Emphasizing her message, Eddy asked another question of her audience: “What is it that seems a stone between us and the resurrection morning?” This ‘resurrection morning’ can be seen as the individual reawakening, the renewal and restoration of one’s spiritual and mental ability to see and be one’s inherent spiritual nature, free from any temptation to find satisfaction in matter. For instance, permanent freedom from any of the many common addictions. What then seems to stand in the way of this freedom? The stone, Eddy explains, is only belief – the false attraction or temptation that matter has power to control.

In my spiritual healing practice I often ask: ‘What would try to keep the patient from seeing his inherent, spiritual nature – the divinely-bestowed nature that can only be attracted to right thinking and good, beneficial, health-giving action?’

Frequently in cases of addictive behavior what needs to be removed is an obsessive attraction that claims satisfaction in matter. It shouts, “I taste good!” or “This feels good!” In other words, it’s the attraction that physical food, alcohol, drugs or smoking has the power to satisfy the physical body. Some say the body actually craves this satisfaction. Bottomline, it appears that the body is calling all the shots, controlling the individual’s attraction to harmful effects.

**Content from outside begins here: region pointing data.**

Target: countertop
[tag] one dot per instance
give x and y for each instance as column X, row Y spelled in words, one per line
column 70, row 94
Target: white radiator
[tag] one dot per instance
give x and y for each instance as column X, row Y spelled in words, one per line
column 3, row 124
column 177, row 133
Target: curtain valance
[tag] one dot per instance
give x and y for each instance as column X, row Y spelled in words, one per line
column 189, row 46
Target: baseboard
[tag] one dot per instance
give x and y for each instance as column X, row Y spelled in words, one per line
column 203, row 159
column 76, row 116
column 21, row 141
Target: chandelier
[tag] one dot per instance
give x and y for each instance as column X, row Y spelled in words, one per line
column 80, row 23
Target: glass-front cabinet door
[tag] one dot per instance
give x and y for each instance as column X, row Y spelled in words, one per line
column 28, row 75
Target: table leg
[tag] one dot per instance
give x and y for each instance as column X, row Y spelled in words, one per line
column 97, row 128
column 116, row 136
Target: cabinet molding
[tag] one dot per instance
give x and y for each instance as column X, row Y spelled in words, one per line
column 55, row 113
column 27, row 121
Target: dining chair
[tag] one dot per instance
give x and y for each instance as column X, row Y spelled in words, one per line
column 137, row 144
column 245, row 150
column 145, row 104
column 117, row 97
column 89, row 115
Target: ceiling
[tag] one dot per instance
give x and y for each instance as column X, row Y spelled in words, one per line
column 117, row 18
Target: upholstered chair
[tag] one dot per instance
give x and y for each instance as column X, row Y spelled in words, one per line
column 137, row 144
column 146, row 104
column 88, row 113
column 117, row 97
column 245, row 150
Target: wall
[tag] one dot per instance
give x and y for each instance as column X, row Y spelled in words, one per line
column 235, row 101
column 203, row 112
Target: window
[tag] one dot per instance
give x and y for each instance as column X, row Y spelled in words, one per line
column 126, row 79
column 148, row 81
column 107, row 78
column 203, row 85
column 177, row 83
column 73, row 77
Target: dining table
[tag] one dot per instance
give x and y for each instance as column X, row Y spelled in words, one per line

So we should ask ourselves, “Where does my satisfaction come from? Is it from a momentary physical attraction or a genuine desire to renew and restore my spiritual consciousness?” When the spiritual attraction inherent in every individual’s consciousness changes the basis of satisfaction from body-matter to spiritual good, the natural desire to identify with this spiritual good and joy is felt. The stone is rolled away! The gentle light of wisdom and love floods consciousness, and the effect is freedom and healing.

The meaning of Easter continues to have relevance today and always.